Reflecting the uneasiness among market participants after four phases of polling, the NSE’s India VIX hit a 52-week high of 22.30 and settled at 21.81, a gain of 6.23 per cent.
In just one month, the volatility index has jumped over 62 per cent as the markets fretted over lower voter turnout, indicating an unfavourable verdict for the ruling party.
Resuming after a day’s break, stocks ignored the record close at Nasdaq to trade in alternative bouts of buying and selling.
The 30-share Sensex opened lower at 73842.96 and fell nearly 244–points to hit a low of 73762.37.
It rebounded to hit a high of 74189.19, only to give up on the gains and end 52.63 points over the previous close at 73953.31.
The broader Nifty of the NSE closed higher 27.05 points or 0.12 per cent at 22529.05. The markets were closed on Monday because of the Lok Sabha Polls in Mumbai.
Despite the lower close, the combined market capitalisation of BSE-listed companies hit the $ 5-trillion milestone in intra-day trades. The market cap at the end of trading was $4.97 trillion.
In less than six months, the market cap jumped to $5 trillion from $4 trillion.

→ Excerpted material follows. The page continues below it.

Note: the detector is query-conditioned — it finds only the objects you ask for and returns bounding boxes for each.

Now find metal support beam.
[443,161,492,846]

“The domestic market experienced a sideways trend and concluded on a flat note Monday, halting a three-day streak of gains as cautious comments from US Fed officials weighed on investor sentiment. As the general election approaches its final stages, volatility is expected to remain elevated.
Valuation alert
Kotak Institutional Equities has cautioned that the valuations of numerous Indian companies are unsustainable.
The domestic brokerage highlighted that 104 companies are trading at over 50 times PE, while nine companies are trading above 100 times PE.

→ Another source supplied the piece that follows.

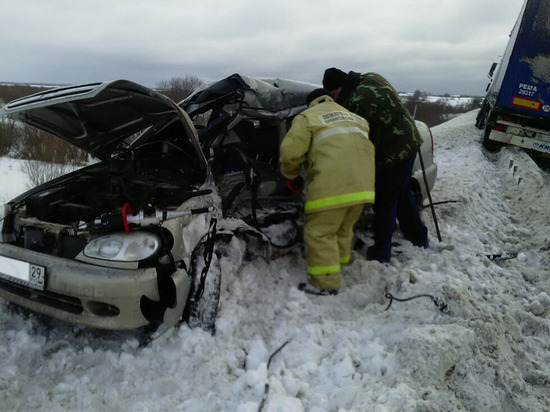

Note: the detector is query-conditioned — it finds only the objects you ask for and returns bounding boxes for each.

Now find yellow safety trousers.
[304,204,364,289]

Companies will require sharper and higher growth rates over a shorter period to justify very high P/Es. A 100X P/E company, which may be in the growth phase over the next 40 years, will need to report an earnings CAGR of 20 per cent over the next 20 years and 9 per cent CAGR over the subsequent 20, the brokerage said.
If the industry’s growth phase were to be shortened by 20 years, required growth rates will be even higher.
“Even if we assume stable market structure and stable profitability, the particular sector will then require becoming 200X in the first scenario and 30X in the second one. Only a few sunrise sectors may pass this small test,” Kotak said in its latest note.